Australia urges E Timor reconciliation

The Australian foreign minister has called for reconciliation between all factions to halt violence in East Timor that has claimed more than 20 lives in the past few days.

    Downer (R) rejected claims Indo-nesia was behind the violence

    In a visit to the troubled country, Alexander Downer held talks in the capital, Dili, with the country's leaders, including embattled prime minister Mari Alkatiri and Jose Ramos Horta, who was sworn in as defence and foreign minister on Saturday.

    He also called for a new multinational police force in the country to be run by the United Nations.

    The country has more than 2,000 peacekeepers, mostly Australian, who arrived after days of clashes between rebel soldiers and ethnic gangs.

    'No evidence'

    Downer rejected allegations that Indonesia, which held East Timor from 1975 to 1999, when it voted in favour of independence, had been behind much of the violence.

    More than 100,000 people have
    been displaced by the clashes

    "We have no evidence at all that any of the violence here in recent times has been co-ordinated by anybody in Indonesia, or that there has been any Indonesian involvement in it," Downer said on Saturday.


    "Indonesia doesn't want to destabilise East Timor and I think East Timor can do without [such] canards."


    Alkatiri, who has been blamed by many East Timorese for sparking the violence with his sacking of 600 protesting soldiers, said on Friday that some of the violence had been carried out by pro-Indonesian militias.


    'Desperate situation'


    Also on Saturday, the UN warned that the violence that has paralysed much of Dili could spill over into camps set up to house about 100,000 people displaced by recent fighting.


    "People are living in a desperate situation, cheek to jowl. There's no privacy, it's hot and there is insufficient water"

    Gregory Garras, head of UN emergency team in East Timor

    "People are living in a desperate situation, cheek to jowl," said Gregory Garras, head of the UN refugee agency's emergency team in East Timor.


    "There's no privacy, it's hot, there's insufficient water.

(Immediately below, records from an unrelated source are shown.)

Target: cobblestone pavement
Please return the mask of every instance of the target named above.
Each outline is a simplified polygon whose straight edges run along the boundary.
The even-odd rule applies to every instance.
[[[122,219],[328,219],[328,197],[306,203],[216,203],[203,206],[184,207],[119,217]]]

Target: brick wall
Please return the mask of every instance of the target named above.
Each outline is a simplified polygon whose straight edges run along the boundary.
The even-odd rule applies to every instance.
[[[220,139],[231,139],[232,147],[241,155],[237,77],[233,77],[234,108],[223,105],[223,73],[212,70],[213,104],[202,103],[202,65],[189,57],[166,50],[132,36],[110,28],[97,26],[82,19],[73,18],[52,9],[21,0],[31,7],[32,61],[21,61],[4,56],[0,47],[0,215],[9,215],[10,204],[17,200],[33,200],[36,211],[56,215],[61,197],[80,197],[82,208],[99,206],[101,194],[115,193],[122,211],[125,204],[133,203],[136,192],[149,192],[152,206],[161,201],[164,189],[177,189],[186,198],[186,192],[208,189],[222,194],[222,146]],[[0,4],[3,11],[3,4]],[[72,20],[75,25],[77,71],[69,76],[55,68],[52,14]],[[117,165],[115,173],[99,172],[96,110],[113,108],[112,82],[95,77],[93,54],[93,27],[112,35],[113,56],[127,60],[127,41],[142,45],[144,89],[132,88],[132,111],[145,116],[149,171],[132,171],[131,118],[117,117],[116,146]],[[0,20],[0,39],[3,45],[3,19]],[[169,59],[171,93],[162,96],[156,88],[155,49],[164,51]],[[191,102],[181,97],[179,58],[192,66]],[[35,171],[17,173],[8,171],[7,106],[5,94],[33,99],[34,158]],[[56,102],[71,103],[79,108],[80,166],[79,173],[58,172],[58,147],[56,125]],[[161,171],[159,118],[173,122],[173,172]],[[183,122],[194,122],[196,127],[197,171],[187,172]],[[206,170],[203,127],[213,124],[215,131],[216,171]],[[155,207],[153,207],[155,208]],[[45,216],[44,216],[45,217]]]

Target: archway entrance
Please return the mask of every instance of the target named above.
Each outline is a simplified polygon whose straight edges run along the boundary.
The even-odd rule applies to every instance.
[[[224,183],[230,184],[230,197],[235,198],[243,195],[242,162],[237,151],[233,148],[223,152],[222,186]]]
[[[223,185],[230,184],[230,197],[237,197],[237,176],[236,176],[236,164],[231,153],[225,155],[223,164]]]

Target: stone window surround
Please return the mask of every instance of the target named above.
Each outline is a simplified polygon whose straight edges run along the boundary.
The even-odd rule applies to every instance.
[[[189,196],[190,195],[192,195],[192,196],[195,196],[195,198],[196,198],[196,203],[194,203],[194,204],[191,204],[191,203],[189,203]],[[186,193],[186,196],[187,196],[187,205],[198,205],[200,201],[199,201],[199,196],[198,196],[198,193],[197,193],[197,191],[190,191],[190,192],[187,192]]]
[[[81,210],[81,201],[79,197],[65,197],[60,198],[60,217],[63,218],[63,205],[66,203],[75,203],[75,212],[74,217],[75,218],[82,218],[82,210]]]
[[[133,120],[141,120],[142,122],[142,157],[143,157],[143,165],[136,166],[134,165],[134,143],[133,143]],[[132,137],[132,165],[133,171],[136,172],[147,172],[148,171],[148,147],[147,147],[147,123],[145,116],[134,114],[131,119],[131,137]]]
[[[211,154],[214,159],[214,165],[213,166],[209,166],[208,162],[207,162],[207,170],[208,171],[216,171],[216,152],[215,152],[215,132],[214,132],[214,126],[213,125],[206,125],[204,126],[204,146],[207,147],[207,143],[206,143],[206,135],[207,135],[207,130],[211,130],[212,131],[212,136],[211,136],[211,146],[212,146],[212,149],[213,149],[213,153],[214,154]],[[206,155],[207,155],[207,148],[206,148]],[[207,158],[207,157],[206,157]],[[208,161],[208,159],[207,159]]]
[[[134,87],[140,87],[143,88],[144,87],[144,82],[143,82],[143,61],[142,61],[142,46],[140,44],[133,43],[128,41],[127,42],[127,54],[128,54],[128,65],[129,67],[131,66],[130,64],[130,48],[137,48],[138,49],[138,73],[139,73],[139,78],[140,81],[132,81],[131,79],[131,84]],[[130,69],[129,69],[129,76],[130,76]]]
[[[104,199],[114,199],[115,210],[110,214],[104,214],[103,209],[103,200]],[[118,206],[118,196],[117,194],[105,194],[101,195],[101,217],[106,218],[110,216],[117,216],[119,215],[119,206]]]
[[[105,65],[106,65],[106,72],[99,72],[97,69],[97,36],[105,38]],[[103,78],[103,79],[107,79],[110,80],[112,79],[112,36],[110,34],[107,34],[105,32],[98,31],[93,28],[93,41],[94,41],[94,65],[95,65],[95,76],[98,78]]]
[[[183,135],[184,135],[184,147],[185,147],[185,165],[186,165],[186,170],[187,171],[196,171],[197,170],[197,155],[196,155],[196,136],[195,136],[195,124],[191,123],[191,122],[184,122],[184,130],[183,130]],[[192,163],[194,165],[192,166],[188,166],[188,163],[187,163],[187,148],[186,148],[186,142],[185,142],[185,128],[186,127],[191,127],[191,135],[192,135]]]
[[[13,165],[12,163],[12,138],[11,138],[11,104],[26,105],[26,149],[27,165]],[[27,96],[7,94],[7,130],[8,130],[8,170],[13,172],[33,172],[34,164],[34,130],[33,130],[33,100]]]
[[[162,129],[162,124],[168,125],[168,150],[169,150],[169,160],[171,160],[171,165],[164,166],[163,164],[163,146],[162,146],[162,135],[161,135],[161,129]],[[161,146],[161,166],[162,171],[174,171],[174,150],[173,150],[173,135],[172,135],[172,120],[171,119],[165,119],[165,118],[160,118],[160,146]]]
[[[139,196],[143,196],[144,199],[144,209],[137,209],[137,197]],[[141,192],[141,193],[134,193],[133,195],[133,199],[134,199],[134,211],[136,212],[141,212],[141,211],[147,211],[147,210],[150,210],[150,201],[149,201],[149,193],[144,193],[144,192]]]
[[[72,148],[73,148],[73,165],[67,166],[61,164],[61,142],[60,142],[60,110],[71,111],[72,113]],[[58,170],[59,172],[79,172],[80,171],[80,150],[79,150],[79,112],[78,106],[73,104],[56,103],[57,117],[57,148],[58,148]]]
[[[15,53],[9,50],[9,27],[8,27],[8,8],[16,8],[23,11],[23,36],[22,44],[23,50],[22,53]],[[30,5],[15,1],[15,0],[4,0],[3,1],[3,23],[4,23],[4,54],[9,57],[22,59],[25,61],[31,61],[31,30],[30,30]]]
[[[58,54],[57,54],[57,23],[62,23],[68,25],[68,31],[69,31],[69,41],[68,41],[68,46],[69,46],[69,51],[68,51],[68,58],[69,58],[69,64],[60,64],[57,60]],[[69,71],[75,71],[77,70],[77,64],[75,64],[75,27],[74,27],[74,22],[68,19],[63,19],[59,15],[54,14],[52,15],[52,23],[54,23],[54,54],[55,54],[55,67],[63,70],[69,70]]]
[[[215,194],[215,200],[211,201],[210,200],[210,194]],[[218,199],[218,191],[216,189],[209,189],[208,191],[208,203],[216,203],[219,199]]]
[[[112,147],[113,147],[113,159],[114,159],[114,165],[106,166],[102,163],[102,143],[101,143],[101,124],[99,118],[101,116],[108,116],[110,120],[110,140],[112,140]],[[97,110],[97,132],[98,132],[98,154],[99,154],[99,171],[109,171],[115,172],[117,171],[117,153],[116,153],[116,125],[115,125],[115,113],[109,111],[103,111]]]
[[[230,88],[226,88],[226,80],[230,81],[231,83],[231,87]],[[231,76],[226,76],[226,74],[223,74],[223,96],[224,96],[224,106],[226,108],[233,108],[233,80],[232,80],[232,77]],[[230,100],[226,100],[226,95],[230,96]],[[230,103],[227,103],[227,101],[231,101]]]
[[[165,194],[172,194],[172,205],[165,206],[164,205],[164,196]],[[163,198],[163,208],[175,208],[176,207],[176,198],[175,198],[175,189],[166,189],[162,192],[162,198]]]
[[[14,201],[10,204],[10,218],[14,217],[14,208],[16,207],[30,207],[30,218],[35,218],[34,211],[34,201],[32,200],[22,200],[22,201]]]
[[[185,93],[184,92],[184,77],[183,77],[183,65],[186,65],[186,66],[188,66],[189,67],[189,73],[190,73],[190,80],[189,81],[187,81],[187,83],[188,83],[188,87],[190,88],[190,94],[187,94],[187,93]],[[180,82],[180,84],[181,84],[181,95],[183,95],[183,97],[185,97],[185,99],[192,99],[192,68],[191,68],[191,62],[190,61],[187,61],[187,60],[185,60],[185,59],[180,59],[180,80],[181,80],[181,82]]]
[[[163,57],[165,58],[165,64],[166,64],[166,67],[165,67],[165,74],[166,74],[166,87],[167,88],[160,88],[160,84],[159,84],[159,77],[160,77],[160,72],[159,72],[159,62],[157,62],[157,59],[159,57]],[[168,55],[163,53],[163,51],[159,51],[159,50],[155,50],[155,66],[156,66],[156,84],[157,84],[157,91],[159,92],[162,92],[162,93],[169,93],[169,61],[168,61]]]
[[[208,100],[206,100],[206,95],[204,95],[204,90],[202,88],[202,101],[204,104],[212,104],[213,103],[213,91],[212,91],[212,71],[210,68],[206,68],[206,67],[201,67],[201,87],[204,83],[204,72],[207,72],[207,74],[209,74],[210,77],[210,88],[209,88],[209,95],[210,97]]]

The conditions are absolutely untenable."


    Fighting erupted in the country two weeks ago.

    Violence spread as rival gangs rampaged across the country, killing at least 20 people and forcing tens of thousands to leave their homes.


    Australia last led troops into East Timor in 1999 to restore law and order after violence by militia groups, supported by elements of the Indonesian military, broke out following a vote to break free of Indonesian rule.